Homegrown popcorn is another uniquely local treat. “That’s grown from our own line of seed we’ve saved since 1986,” Goodchild says. “We save the best ears from each crop to plant the next year.”

A little further afield, “We also sell handmade leather work and fire pokers that we forge ourselves,” she offers.

The heart of Barberic Farm might be their flock of Romney sheep, a dual-purpose breed that’s well suited to both meat and fiber production. This time of year, they’re also Goodchild’s greatest source of joy on the farm.

“My favorite activity, my husband will tell you, is lambing,” Goodchild confides. “He says it’s better than Christmas for me, and that’s probably true. We’ve had 22 born so far this year, and it’s a wonderful surprise every morning when you go out to check the barn full of ewes and bouncing, happy lambs.”

Their lambs are born in March and reach 100-120 pounds in time for slaughter, Goodchild explains. While most are for meat, some are also kept to replace aging ewes and others are sold as breeding stock. “We’re one of the few registered Romney breeders left in Massachusetts, apparently,” she says.

When the sheep are shorn, the Goodchilds make the most of that resource as well.

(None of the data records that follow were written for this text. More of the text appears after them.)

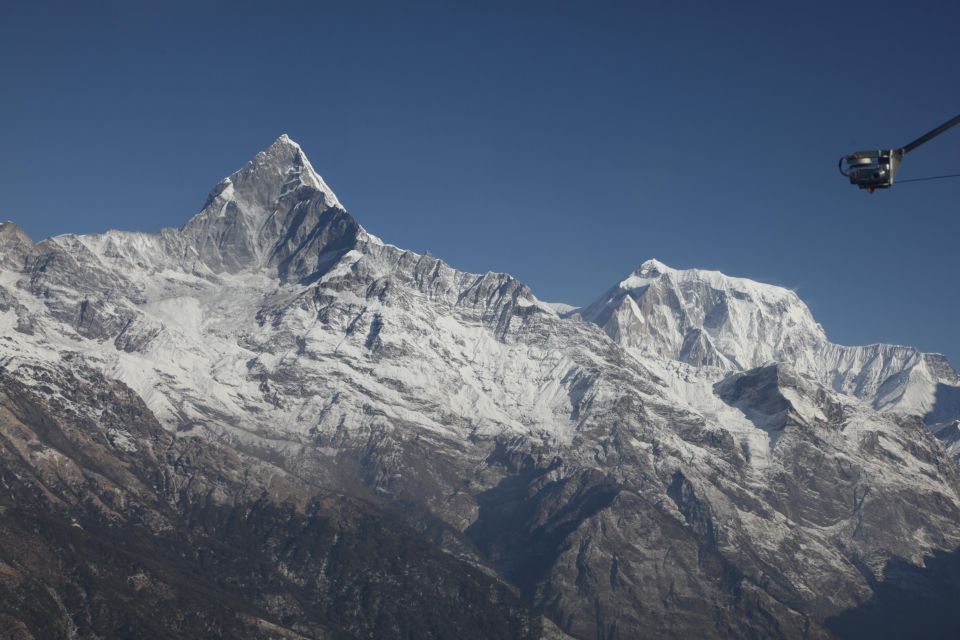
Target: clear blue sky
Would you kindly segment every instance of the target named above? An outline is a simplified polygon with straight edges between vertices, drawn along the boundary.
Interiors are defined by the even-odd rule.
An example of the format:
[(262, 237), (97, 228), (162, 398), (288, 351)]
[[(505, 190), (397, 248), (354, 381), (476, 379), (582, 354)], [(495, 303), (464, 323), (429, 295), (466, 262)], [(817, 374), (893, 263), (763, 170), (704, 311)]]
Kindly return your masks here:
[[(958, 25), (956, 2), (5, 2), (0, 218), (179, 226), (287, 132), (371, 232), (542, 299), (656, 257), (960, 365), (960, 180), (836, 171), (960, 113)], [(958, 171), (960, 129), (901, 178)]]

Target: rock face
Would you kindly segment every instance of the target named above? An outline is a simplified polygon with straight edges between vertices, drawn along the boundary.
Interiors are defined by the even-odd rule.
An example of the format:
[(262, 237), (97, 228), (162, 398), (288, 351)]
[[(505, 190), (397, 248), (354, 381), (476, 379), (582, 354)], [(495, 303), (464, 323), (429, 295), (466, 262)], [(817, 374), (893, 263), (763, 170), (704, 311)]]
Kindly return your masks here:
[(956, 373), (784, 289), (558, 312), (285, 136), (178, 230), (4, 229), (10, 635), (830, 637), (960, 545)]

They sell wool as is, cleaned and combed, and hand-spun into yarn. Hand-spun yarn is an exquisite product, and a time-intensive labor of love.

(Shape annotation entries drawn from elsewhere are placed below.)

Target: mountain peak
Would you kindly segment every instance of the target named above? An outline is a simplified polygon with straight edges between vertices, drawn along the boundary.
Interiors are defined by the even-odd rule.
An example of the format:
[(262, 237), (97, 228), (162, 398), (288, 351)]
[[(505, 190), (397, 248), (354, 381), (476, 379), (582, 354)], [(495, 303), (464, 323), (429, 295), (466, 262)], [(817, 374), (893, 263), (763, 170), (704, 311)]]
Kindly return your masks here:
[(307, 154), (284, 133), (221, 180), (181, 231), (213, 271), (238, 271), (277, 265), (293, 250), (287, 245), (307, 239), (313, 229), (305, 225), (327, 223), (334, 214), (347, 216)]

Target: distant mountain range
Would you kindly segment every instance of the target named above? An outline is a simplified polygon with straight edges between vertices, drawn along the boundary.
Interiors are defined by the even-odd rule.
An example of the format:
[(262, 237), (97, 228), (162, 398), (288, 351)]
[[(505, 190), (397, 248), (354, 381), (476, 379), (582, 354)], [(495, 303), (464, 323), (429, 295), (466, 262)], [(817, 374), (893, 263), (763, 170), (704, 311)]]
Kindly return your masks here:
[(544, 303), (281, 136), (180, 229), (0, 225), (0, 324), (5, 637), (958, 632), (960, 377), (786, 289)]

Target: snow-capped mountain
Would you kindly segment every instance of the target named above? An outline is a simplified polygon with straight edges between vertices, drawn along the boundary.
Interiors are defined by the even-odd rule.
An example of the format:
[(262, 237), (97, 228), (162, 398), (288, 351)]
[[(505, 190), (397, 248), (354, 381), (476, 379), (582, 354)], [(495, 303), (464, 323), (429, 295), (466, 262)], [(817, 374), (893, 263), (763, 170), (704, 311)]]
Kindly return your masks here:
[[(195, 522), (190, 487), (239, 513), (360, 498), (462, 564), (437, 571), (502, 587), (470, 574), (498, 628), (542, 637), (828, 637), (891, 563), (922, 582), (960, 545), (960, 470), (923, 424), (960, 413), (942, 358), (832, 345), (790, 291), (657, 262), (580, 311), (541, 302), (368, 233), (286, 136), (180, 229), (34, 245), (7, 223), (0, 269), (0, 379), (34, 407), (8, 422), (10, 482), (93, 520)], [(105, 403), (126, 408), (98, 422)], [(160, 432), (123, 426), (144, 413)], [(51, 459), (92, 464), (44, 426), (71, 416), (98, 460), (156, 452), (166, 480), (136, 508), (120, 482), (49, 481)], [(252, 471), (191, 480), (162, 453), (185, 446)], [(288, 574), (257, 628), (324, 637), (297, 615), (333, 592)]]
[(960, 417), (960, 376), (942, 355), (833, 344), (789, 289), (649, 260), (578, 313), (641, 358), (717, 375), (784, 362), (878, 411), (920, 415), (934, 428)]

“Eric’s the spinner,” Goodchild says. “Every morning after breakfast he spins until the CD he puts on finishes, and it keeps us in constant supply.”

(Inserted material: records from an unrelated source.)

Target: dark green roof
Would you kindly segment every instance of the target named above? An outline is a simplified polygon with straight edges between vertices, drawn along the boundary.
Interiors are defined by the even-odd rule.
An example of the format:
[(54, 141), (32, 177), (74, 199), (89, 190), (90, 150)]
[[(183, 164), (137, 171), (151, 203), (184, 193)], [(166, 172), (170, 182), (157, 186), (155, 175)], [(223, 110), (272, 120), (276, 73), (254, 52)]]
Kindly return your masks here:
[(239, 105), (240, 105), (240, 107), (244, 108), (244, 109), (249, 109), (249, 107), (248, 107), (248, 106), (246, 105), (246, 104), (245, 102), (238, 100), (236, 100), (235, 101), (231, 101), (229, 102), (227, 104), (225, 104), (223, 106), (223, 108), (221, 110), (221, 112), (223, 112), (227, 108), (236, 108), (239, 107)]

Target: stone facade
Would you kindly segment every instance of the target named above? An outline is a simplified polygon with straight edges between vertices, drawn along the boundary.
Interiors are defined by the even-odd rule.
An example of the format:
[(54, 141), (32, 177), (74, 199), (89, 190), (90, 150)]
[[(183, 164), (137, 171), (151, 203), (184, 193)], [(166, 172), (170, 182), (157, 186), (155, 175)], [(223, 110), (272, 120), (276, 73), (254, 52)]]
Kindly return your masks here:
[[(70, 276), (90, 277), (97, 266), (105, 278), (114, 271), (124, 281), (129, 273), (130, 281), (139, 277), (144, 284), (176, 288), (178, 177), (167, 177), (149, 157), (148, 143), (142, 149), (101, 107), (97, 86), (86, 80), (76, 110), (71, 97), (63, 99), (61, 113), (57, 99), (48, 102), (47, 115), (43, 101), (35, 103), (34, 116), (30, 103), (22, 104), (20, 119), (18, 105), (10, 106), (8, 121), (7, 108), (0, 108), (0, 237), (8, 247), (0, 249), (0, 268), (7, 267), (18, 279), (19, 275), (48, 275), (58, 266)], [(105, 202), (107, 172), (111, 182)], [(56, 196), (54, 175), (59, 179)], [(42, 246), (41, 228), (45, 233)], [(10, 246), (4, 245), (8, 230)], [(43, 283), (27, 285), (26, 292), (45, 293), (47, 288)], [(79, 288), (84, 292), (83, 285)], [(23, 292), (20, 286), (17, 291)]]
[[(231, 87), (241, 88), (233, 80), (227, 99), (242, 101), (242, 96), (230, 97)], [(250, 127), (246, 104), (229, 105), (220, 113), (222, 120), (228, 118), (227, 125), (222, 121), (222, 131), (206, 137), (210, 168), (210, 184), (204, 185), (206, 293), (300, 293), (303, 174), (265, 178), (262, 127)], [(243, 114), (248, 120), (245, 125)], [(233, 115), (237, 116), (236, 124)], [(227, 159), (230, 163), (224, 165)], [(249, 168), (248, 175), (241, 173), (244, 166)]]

Music is another constant in their lives.

“We’re either musician-farmers or farmer-musicians,” Goodchild says. “We’ve never figured out which way around to put that, but it’s really a nice combination.” Eric is a bagpiper who teaches and performs, while she teaches piano, and they’re both church musicians.

For Barberic Farm, the curveballs thrown by COVID mostly concerned marketing.

“We used to sell at winter farmers markets in Greenfield and Northampton,” Goodchild says. “Once we lost those last season, it made us rethink how we sell our goods.”

Happily, the couple were able to set up a farm stand at Davenport Maple Farm, which her brother and his wife run. “We’re also doing a farm stand in our own garage on Saturdays,” she notes.

While they wait to see what happens with summer farmers markets in Shelburne Falls and Ashfield and yearly wool festivals in Massachusetts and Connecticut, all of which they typically sell at, they’re reliant on customers reaching out directly.

This time of year, people often seek out lamb for the centerpiece of a spring holiday meal. “If you want a roast or a special cut, it’s best to call ahead or email,” Goodchild says. Their contact information, along with a full list of their products, is on their page in CISA’s online guide — just search by business for Barberic Farm.

For the Goodchilds, the drive behind their work seems to be an insatiable curiosity in what people can create with their own two hands.

“The way we raised our kids, and how we encourage others,” Barbara Goodchild says, “is to step out and grow a garden. Raise a few chickens. It’s very rewarding, and also helps you become more self-sufficient as individuals and as a family.”

For those taking steps toward that self-sufficiency, her advice is not to let the enormity of choices become paralyzing.

“Pick something you’re interested in and go for it,” she says. “You’ve got a lifetime to learn.”

Jacob Nelson is communications coordinator for Community Involved in Sustaining Agriculture (CISA).